HER2-Positive Breast Cancer Lacks Validated Predictive Biomarkers Beyond HER2 Itself
Despite numerous translational research efforts, no biomarker beyond HER2 has achieved clinical utility for predicting response to anti-HER2 therapies in breast cancer. The authors call for a fundamental shift away from small single-centre biomarker studies toward large, well-annotated multi-centre databases. Immune-based biomarkers and molecular imaging for tumour heterogeneity quantification represent the most promising emerging approaches.
The original study
HER2-positive breast cancer is lost in translation: time for patient-centered research.
- Authors
- Gingras I, Gebhart G, de Azambuja E, Piccart-Gebhart M
- Journal
- Nature reviews. Clinical oncology
- Type
- Journal Article, Review
- PMID
- 28762384
Original abstract
No biomarker beyond HER2 itself, which suffers from a low positive predictive value, has demonstrated clinical utility in breast cancer, despite numerous attempts to improve treatment tailoring for the growing number of anti-HER2 targeted therapies. This prompted us to examine the body of evidence, using a systematic approach, to identify putative predictive biomarkers in HER2-positive breast cancer, and discuss the hitherto failure to address the needs of patients. In the future, it is hoped immune-based biomarkers will predict benefit from anti-HER2 treatments in the neoadjuvant and adjuvant settings.
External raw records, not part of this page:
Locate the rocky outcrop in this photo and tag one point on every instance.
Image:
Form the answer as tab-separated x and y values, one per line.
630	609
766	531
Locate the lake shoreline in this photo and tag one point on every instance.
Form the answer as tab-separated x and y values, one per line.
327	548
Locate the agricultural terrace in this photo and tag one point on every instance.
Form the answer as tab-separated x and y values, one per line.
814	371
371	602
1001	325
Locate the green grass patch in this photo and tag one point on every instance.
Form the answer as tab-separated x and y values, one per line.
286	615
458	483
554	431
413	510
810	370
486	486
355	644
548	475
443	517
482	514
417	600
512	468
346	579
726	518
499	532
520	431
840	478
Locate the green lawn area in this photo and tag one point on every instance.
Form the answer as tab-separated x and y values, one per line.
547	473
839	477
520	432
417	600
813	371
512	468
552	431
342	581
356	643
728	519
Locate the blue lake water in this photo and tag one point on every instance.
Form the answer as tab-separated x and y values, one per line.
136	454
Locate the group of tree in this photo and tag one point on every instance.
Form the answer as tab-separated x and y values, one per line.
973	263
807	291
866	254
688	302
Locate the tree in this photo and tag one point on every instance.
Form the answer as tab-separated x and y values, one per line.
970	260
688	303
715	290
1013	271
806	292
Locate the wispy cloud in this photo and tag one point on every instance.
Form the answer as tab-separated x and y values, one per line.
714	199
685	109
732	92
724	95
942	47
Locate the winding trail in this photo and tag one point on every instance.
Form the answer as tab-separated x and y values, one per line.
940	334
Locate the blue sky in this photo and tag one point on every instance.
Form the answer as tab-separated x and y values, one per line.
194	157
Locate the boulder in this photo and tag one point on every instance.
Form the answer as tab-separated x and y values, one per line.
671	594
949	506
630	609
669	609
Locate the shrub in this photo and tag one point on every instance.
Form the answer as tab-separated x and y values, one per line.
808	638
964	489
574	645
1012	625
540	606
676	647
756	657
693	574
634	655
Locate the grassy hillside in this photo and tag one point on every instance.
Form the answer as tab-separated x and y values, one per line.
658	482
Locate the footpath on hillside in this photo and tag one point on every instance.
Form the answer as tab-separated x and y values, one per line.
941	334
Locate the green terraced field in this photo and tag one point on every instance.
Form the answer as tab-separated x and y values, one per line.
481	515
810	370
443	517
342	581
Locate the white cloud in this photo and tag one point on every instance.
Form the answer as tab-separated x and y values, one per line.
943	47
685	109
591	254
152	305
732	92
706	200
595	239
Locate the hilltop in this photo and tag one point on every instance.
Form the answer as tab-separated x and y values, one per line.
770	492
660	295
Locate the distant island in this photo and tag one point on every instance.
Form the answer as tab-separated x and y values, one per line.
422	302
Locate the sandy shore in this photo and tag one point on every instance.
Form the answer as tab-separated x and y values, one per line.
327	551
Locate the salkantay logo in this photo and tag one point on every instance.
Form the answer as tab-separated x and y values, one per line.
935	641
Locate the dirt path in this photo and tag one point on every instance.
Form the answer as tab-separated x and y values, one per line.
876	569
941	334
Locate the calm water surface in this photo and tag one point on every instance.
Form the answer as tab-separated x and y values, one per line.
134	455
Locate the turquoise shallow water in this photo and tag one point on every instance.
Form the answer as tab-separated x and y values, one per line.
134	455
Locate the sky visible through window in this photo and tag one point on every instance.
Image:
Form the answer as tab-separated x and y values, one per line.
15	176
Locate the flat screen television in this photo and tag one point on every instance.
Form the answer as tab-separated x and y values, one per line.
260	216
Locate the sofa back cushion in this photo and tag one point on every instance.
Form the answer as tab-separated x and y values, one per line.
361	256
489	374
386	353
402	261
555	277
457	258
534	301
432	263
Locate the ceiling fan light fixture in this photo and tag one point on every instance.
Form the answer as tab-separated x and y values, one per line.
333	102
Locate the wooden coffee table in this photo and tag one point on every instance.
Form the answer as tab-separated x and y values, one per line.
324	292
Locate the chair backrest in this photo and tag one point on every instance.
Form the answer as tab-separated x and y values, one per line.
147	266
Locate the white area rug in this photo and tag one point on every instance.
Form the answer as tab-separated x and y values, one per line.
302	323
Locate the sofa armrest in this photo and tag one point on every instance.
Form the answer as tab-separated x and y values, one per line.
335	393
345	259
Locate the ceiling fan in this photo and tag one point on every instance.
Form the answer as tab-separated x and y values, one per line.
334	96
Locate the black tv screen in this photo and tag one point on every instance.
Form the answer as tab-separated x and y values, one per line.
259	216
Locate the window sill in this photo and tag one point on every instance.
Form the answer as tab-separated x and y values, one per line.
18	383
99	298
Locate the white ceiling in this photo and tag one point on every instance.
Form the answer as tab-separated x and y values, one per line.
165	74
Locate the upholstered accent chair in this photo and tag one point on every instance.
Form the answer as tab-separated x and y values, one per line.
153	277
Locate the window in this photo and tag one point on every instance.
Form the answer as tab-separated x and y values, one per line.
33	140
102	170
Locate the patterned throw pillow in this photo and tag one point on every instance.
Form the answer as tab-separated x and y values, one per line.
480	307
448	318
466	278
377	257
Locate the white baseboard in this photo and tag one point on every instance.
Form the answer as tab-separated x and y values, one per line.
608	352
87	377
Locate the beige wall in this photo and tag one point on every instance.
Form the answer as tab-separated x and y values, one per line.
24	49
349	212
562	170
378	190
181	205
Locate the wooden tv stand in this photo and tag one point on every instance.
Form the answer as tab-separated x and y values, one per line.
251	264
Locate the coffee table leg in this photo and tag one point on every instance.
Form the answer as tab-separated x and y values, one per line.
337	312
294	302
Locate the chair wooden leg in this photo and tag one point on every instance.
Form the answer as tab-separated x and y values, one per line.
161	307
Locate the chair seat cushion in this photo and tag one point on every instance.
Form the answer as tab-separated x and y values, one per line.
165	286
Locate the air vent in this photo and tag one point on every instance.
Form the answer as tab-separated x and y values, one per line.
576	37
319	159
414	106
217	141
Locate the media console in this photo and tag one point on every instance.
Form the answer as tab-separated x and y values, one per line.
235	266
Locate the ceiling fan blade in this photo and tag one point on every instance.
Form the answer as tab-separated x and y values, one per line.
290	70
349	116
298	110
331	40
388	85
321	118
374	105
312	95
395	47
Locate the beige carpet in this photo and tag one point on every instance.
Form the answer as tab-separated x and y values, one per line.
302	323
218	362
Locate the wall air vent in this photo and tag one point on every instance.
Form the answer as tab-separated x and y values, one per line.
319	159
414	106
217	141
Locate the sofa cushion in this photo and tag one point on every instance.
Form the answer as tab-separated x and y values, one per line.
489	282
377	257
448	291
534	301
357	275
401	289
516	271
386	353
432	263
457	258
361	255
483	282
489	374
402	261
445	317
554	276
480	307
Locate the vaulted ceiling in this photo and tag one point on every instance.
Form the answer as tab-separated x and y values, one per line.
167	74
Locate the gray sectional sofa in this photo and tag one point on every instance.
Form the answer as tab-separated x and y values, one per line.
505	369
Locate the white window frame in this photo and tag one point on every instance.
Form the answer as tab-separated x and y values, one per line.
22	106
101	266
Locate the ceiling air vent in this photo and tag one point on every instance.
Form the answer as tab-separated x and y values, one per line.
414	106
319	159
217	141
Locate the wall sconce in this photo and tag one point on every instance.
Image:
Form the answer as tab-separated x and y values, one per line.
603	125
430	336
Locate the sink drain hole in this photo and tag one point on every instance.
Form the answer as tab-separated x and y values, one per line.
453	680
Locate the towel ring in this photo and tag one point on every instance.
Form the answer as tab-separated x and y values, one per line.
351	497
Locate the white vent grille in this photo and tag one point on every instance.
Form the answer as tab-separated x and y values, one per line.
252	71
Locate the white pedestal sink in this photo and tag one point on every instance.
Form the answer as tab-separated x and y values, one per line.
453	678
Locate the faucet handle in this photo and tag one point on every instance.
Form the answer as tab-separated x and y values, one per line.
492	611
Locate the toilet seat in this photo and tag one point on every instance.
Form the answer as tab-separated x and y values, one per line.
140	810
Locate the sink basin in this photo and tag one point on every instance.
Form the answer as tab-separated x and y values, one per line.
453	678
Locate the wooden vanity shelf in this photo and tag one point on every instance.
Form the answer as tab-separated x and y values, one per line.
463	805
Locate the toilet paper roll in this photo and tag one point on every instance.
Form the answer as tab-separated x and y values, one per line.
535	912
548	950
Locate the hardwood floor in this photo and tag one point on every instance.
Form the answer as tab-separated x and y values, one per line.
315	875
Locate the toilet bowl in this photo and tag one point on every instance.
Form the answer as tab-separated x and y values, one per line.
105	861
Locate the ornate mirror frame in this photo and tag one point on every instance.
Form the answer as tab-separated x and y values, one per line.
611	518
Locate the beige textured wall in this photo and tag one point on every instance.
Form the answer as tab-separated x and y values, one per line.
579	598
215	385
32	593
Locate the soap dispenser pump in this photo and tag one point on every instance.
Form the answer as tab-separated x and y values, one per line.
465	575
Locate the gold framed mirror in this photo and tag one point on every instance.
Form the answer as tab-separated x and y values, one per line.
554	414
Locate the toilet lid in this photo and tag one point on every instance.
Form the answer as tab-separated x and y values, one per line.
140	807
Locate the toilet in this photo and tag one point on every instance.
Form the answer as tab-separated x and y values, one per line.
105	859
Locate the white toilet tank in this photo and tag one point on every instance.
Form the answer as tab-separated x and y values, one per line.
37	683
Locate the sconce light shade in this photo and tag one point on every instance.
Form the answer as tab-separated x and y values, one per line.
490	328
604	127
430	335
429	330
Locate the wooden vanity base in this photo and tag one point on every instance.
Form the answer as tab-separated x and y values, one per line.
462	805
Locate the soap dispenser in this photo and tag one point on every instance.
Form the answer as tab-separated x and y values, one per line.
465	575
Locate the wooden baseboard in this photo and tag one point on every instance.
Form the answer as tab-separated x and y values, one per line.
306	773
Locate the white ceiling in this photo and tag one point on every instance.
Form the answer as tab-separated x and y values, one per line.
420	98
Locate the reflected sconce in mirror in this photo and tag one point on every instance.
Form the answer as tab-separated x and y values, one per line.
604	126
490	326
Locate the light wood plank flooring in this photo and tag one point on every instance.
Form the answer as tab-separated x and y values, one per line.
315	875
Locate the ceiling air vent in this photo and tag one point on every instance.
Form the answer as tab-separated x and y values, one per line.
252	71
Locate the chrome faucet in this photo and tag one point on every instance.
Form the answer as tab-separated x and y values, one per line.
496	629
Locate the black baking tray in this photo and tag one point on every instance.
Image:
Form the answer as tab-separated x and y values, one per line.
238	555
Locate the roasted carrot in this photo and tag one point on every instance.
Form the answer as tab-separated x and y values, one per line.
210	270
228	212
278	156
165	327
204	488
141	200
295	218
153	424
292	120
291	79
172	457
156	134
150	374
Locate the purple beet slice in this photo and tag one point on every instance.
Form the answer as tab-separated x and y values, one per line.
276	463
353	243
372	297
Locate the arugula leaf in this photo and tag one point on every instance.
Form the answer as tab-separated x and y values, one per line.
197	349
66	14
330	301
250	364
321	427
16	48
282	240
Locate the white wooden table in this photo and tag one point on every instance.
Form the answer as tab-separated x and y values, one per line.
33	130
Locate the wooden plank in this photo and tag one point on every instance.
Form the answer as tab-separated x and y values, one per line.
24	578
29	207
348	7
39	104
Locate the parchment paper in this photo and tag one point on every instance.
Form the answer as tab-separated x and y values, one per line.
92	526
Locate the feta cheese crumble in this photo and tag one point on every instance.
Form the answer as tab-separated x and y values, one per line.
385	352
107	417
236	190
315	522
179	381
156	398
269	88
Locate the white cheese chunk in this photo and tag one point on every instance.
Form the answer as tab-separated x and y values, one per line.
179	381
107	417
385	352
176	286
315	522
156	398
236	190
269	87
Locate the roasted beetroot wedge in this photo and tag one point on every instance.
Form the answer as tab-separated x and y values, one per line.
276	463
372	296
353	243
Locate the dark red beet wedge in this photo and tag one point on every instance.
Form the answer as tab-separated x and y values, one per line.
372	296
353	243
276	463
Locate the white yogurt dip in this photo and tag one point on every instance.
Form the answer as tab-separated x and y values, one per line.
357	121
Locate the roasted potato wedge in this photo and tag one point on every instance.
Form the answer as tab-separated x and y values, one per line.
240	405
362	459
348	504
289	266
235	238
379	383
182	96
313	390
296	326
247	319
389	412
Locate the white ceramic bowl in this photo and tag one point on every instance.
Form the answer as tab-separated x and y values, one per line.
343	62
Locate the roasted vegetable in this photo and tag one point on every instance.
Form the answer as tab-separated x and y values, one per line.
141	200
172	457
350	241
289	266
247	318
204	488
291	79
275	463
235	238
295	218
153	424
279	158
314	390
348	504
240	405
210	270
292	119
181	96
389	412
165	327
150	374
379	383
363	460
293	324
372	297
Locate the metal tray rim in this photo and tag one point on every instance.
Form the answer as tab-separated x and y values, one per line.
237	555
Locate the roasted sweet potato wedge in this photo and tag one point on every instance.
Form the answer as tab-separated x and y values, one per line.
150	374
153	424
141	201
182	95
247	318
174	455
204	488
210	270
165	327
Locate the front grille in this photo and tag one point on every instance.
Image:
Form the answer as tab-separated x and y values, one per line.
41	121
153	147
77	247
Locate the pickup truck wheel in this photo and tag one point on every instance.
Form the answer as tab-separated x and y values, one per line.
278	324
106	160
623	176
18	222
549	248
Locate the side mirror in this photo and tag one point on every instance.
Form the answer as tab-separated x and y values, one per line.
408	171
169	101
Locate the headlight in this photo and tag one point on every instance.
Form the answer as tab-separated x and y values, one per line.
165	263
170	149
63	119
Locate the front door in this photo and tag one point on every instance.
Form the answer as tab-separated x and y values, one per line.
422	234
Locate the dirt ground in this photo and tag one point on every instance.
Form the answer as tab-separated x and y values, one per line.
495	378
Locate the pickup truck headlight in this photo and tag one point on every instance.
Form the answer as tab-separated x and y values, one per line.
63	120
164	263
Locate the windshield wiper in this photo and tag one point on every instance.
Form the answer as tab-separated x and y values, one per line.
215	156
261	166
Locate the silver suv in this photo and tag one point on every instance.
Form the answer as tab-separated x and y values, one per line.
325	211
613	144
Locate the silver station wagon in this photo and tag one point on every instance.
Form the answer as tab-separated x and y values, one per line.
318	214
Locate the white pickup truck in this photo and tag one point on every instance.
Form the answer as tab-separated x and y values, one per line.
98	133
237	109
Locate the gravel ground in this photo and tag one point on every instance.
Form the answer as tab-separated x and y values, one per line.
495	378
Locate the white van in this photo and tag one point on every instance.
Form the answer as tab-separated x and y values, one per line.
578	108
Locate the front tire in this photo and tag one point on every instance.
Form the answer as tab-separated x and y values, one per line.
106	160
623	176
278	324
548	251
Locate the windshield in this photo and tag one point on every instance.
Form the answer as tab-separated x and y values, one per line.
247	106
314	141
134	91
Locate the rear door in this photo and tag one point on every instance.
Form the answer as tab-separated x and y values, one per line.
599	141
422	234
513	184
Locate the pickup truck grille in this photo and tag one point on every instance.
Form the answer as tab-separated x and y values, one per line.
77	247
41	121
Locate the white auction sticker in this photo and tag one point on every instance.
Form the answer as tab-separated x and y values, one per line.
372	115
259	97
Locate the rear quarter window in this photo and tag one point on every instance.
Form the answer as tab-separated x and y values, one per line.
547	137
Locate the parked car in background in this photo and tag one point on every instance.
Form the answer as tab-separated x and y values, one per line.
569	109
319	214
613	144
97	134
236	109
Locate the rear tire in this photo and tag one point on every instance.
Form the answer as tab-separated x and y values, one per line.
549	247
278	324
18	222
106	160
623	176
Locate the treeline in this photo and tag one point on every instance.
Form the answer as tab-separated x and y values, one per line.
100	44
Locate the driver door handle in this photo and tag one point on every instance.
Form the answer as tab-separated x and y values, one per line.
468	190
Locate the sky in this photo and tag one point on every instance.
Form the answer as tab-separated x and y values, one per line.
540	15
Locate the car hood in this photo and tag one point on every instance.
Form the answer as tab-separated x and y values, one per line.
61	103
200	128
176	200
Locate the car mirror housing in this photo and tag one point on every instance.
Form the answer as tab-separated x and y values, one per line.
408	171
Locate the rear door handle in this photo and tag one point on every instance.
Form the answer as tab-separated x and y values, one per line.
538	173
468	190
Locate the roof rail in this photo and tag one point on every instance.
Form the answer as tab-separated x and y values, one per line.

In advanced-stage disease, the quantification of tumour heterogeneity using molecular-imaging technology has generated informative data on the success or failure of the antibody-drug conjugate T-DM1. Treatment tailoring remains a high priority, in cost-constrained health-care systems, but such tailoring will require a dramatic shift in the way translational research is being conducted, with the establishment of large, easily accessible, and well-annotated databases of candidate predictive biomarkers. Single-centre biomarker research should become a thing of the past.